Dena Elisabeth Eber: These are Some Jews that Hitler Did Not Get: American Jews and the Survival of a People

  • ©2007, Dena Elisabeth Eber


Artist(s):



Title:


    These are Some Jews that Hitler Did Not Get: American Jews and the Survival of a People

Exhibition:


Creation Year:


    2007

Medium:


    Digital mixed media

Category:



Artist Statement:


    Digital media content and the internet are having a profound impact on our society, especially the identities of entire groups of people. The connectedness, the ability to edit, and the storage capabilities of digital media are, in a sense, helping to recall and even shape cultural memories. These memories, when shared, provide political and ethnic understanding in new ways that reach different audiences. This series of work is one such celebration of a people. These are Some Jews that Hitler Did Not Get:American Jews and the Survival of a People celebrates life and hope using one representational horrific event.

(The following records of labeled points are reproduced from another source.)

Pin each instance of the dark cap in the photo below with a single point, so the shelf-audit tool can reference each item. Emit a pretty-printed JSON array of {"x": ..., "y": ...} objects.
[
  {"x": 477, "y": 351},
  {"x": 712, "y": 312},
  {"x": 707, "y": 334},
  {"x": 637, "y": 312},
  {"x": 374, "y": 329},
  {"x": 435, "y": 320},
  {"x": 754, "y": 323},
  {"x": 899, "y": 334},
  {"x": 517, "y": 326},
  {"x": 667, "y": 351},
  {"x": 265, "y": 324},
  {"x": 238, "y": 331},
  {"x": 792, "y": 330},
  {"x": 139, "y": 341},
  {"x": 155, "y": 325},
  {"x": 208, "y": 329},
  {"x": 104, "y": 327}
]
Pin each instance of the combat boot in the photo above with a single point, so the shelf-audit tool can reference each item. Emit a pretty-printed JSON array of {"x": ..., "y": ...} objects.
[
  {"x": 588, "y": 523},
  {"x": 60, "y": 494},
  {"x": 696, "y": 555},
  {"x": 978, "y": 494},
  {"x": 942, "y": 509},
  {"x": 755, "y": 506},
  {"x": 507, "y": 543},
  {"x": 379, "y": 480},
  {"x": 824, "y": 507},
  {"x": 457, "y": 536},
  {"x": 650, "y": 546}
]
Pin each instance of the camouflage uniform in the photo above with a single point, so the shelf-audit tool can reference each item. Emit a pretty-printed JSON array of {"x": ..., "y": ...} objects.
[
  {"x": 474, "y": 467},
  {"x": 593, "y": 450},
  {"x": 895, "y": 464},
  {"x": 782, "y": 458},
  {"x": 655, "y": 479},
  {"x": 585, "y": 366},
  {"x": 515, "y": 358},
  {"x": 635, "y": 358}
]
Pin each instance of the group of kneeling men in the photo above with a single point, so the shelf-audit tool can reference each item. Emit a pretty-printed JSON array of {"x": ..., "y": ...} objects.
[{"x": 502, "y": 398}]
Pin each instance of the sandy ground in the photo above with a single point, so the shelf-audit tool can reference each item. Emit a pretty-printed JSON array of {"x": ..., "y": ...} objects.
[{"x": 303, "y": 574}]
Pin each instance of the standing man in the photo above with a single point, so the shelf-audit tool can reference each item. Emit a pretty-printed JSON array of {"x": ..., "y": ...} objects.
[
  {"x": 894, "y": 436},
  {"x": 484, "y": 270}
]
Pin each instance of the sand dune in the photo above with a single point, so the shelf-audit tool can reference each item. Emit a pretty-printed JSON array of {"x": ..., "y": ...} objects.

The Holocaust is recent enough to be part of a contemporary shared experience, one that can capture the past and digitally fuse it with the present, thus implying hope for a future. By celebrating the survival of American Jews, we remember all the times through history that we were threatened yet were not destroyed. It gives us strength and anticipation for generations to come. It reminds us to respect the survival of all peoples and the importance of their identities. Digital technologies will enable these memories to move forward in time so we may always have a sense of tikvah, or hope.


Technical Information:


    These works were constructed digitally by fusing imagery and symbols from the past with imagery from the present. Many of the pictures from the past came from online digital storage banks. All of the works were constructed from numerous sources, including visible digital collage and seamless digital montages of photographic forms. The works have various elements of mixed media, from custom substrates and hand collage to coated hand-made papers, that together provide layers of information to the overall story.